Chinese in Cuba subject of MSU's next Faculty Forum

Chinese in Cuba subject of MSU's next Faculty Forum

In the late 1800s the United States and Latin America experienced an influx of Chinese people who were brought to work on railroads and plantations, mainly with false promises of great salaries and good working conditions. More often than not, the conditions for these immigrants were close to slavery. One segment of that Chinese population settled in Havana, Cuba. Associate Professor of Spanish Claudia Montoya will speak about the ordeal of the Chinese-Cubans for the next Faculty Forum at 7 p.m. Monday, April 1, in Dillard 101.

Montoya is part of a group who visited Cuba in 2017 to study this unique ethnic group. Her talk, "The Cuban-Chinese Experience: a Story of Migration, Sacrifice, and Adaptability," will explain the history of the Chinese migration to Cuba, known as the Coolie trade or indentured labor, and juxtapose the voices of the descendants of those original migrants, who were interviewed by MSU Sociology Chair Beverly Stiles, former MSU Research Analyst Newman Wong, and Montoya. Montoya says that the Chinese migration to Cuba may be one of the most overlooked in the history of global migrations.

The Chinese migration to Cuba took place from the mid-1800s through the mid-1900s and their culture flourished with restaurants, theaters, and other businesses. Under Fidel Castro's communism in the late 1950s, their goods were taken by the state and businesses closed.

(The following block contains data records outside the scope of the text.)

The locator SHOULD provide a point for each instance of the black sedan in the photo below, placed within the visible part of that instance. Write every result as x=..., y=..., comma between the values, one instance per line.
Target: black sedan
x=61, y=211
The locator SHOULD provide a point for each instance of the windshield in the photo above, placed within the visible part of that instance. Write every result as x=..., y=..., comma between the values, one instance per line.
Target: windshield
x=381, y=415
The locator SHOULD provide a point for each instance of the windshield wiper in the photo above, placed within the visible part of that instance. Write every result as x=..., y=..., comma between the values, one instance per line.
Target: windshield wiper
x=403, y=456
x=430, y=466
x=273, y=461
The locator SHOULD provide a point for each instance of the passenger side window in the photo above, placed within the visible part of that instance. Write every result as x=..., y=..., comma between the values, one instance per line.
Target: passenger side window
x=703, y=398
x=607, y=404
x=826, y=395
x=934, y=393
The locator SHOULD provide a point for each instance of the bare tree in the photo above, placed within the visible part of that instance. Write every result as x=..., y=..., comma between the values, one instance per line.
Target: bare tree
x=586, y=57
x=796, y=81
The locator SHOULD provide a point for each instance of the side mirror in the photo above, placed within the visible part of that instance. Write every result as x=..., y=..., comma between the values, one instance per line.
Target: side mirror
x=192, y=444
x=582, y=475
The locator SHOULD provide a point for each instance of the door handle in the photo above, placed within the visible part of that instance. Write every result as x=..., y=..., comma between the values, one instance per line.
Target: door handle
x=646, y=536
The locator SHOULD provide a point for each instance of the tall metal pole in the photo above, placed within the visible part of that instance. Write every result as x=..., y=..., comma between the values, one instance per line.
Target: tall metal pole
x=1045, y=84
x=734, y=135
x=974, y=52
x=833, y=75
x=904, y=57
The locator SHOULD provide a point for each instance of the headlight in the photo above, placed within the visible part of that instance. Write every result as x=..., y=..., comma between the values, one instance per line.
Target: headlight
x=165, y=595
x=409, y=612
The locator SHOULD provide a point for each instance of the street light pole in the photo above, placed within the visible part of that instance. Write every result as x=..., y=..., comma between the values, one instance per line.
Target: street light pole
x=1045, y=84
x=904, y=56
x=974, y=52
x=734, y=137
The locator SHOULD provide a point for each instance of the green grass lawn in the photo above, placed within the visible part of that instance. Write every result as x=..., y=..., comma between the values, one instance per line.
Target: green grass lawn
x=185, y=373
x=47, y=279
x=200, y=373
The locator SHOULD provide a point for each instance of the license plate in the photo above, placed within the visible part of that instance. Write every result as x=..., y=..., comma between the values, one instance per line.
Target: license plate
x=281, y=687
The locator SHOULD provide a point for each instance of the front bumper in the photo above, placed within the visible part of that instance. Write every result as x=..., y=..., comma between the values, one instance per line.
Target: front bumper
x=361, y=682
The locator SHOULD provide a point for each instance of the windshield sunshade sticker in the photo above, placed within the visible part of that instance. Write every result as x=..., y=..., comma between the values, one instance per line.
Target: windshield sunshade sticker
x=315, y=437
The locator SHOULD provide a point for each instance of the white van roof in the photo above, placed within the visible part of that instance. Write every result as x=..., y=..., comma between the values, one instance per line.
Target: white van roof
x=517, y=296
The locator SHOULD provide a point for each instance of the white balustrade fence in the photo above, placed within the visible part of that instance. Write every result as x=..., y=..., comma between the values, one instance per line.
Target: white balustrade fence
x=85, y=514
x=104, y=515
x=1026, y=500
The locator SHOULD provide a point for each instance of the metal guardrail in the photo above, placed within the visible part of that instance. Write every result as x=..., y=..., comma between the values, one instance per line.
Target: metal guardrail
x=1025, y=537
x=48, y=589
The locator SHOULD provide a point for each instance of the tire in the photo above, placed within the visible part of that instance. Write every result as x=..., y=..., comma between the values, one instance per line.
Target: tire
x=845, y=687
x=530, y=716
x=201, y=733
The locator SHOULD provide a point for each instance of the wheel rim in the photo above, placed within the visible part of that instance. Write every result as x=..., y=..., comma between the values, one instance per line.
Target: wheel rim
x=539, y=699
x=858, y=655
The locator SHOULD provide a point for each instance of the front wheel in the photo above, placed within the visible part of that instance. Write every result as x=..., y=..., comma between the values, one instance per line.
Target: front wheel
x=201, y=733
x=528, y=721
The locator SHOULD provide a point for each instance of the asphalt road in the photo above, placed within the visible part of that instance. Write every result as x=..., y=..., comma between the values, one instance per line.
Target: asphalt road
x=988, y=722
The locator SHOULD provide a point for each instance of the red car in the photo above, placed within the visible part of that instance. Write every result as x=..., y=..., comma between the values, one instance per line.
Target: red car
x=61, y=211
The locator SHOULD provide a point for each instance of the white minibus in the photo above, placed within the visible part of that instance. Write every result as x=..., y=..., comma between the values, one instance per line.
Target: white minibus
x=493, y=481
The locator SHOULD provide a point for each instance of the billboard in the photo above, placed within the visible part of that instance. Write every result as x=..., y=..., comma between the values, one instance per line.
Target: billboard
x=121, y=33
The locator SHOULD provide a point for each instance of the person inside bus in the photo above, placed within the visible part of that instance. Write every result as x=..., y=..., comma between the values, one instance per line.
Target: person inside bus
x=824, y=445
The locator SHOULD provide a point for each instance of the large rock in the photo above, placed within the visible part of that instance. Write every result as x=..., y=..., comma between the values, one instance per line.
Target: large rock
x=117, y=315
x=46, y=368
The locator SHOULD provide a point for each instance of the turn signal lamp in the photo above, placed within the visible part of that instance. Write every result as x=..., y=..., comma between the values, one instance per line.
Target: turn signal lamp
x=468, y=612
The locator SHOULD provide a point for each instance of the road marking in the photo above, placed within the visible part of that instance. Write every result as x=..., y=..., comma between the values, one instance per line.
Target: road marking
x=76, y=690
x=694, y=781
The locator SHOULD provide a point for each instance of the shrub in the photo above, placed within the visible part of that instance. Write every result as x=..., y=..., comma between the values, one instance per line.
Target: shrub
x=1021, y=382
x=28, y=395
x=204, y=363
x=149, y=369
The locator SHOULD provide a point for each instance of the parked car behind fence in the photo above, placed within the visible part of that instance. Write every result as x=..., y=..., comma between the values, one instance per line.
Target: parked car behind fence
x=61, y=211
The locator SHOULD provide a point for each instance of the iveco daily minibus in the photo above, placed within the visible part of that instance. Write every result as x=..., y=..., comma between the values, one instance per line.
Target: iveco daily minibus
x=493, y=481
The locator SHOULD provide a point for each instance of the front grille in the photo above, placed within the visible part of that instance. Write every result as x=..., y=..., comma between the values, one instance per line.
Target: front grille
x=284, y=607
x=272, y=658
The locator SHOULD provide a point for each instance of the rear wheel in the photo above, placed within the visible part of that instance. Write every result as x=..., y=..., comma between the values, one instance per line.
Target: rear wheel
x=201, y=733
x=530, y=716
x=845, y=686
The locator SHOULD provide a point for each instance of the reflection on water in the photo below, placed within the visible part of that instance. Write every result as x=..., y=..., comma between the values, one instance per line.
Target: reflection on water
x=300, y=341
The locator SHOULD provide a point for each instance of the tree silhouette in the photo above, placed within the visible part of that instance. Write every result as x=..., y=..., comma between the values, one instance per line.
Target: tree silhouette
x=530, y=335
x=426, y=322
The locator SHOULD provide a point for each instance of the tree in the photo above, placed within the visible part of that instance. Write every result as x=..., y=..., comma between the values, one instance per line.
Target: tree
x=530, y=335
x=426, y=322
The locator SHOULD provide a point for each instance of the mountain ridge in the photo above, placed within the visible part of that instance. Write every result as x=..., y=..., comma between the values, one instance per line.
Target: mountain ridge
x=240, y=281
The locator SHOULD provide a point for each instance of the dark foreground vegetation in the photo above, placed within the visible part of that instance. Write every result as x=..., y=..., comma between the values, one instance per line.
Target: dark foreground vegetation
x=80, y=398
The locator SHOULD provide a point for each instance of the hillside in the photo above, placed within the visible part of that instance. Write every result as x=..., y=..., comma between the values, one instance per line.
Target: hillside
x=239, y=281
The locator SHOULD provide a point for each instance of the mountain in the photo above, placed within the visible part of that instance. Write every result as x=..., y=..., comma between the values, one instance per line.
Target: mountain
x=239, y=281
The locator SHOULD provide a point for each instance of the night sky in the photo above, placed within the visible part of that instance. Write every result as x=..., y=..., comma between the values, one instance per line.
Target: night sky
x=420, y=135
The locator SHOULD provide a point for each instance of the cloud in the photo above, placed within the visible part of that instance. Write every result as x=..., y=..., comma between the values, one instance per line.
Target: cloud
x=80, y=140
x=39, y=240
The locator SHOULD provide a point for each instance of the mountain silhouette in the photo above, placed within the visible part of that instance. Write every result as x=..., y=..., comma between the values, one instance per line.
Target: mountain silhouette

New cultural influences were cut off, making the Chinese culture in Cuba a shadow of what it once was.

With the last wave of Chinese immigrants arriving in Cuba between 1910-1950, today only a few of those migrants are still living; however, they left a legacy through their descendants, sometimes pure Chinese, sometimes a mix of Cuban and Chinese. Montoya will discuss the lives of those who grew up in a Chinese household during the 1940s and 1950s, and the legacy that their Chinese ancestors instilled in them.

"This work is a reflection of what to be Chinese in Cuba means to the inhabitants of Havana's Chinatown," Montoya said. "It's a collection of memories and dreams, struggles and successes, a historical, cultural, and sociological glimpse at this intriguing and resilient culture of adaptable survivors."

Faculty Forum is a monthly showcase for the research and creative endeavors of the Midwestern State University faculty. It is an opportunity for the campus and Wichita Falls communities to learn, engage, and sometimes discuss the novel ideas and explorations of the talented individuals who teach, discover, and create at MSU.